But it did not explain why it reached this conclusion, and its remarks gave no indication it
31
even considered appellant’s conduct in the years since his last conviction. The court’s
view that appellant is “a man who with very little at his disposal can threaten, and does
threaten, and follows through with those threats” was stated in the present tense, but the
only explanation of this view was the description of conduct 15 to 25 years in the past.

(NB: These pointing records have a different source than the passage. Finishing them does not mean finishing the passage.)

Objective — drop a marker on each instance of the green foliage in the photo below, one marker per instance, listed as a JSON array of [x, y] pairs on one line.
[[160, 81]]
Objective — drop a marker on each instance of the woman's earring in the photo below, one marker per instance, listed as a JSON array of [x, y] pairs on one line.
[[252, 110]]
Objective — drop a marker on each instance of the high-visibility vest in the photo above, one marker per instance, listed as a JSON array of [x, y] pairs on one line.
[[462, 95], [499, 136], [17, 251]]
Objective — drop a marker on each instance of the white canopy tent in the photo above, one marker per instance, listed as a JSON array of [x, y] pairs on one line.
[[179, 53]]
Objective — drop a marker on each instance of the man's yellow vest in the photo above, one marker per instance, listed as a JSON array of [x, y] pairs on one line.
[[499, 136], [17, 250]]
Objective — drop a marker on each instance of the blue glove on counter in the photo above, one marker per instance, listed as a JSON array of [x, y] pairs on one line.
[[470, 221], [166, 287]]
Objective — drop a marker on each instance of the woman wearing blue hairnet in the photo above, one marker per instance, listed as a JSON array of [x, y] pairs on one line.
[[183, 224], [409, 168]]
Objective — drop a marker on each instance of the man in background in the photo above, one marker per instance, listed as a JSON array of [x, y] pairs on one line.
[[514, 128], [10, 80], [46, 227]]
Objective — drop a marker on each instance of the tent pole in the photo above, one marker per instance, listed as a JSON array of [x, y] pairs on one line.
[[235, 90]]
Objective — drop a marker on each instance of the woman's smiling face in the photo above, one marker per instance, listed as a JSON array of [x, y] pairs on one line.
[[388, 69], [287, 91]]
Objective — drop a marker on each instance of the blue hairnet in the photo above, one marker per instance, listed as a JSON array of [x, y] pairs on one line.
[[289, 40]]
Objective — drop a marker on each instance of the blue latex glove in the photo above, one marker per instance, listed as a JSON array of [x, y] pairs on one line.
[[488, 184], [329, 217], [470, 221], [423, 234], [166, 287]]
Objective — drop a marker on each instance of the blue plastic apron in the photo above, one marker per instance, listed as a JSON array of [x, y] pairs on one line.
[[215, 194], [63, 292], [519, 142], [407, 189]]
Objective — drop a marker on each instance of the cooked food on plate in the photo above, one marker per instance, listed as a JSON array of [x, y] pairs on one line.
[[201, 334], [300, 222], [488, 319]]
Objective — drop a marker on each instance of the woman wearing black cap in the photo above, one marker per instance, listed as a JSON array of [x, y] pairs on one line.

The closest the trial court came to explaining its dismissal of appellant’s physical
frailty as a factor weighing against finding him unreasonably dangerous was its statement
that “it did not disagree” with the prosecutor’s comment that “a can of lighter fluid and a
match” is “all it would take.” The obvious point is that appellant’s burning of the cottage
did not require any significant effort or mobility. The court made no effort, however, to
explain why appellant posed an unreasonable danger of repeating such conduct 15 years
later. Similarly, taking the court’s reference to appellant’s conduct at age 50 as its
explanation for rejecting his advancing age as a factor mitigating his dangerousness, the
court made no effort to explain its conclusion that nothing would have changed with the
passage of an additional 15 years. The court obviously believed that appellant would
relapse into alcohol abuse if released, but offered no evaluation of the impact of
appellant’s 14 years of abstinence; the only apparent explanation for its belief was its
statement that it was not reassured by the fact appellant would be supervised by federal
probation officers because he had returned to drinking while on federal parole in 1995.

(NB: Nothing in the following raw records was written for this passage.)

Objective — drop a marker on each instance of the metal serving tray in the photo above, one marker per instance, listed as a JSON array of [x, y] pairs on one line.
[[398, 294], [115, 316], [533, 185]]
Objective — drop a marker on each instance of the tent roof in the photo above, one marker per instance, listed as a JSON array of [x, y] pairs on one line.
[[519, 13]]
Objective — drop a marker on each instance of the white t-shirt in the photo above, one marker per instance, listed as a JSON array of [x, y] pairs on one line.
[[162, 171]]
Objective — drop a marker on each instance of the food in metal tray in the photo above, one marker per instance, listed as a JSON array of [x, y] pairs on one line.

The essence of the trial court’s determination on dangerousness appears to have
been that appellant committed dangerous offenses and threatened violence 15 to 25-plus
years ago and was not able to gain control over his alcohol and substance abuse at those
times, and therefore would relapse and pose an unreasonable risk of danger if released.
In other words, the decision was based on the immutable factors of appellant’s past
conduct.
A great deal of evidence presented to the trial court indicated that things had
changed for appellant. He was 64 years old, not 50. He suffered from numerous
debilitating medical conditions that were growing progressively worse over the years. He
had abstained from alcohol for 14 years, he had received consistently positive work
32
evaluations in prison and his only disciplinary records were for such minor infractions as
violations of grooming standards and smoking a cigarette.
The record makes clear that appellant’s offenses, both in the late 1980’s and in
1998, were directly related to his alcohol abuse. Aside from his avoidance of alcohol in
prison—which the evidence indicated was readily available—appellant’s current medical
condition has a clear bearing on his likelihood of relapse. Appellant testified that he had
learned he was not able to drink at all without losing control, and that because of his liver
condition, drinking would be akin to killing himself. Accordingly, he planned to
participate actively in AA and to live with his sister and her husband, who maintained a
sober household. There is no suggestion in the record that the medical conditions which
gave appellant a life-or-death reason to avoid alcohol existed when he failed to remain
sober while on parole two decades ago or when he relapsed around the time of the 1998
offense.
The prosecutor’s position at the sentencing hearing was that appellant remained
sober in prison only because he was being treated with methadone and an antidepressant,
and therefore did not need to resort to prohibited substances. The prosecution presented
no evidence to support this view; it simply argued the inference it wished the court to
draw. Subia, however, testified that he did not view appellant’s prescribed medications
as a substitute for alcohol because, unlike the many inmates Subia was aware of who
hoarded prescribed medication or used it in addition to alcohol or other controlled
substances, appellant followed the directions of his physicians without misusing or
abusing his medication. Subia also noted that appellant had taken it upon himself to do
AA work despite being unable to directly attend meetings due to his mobility issues.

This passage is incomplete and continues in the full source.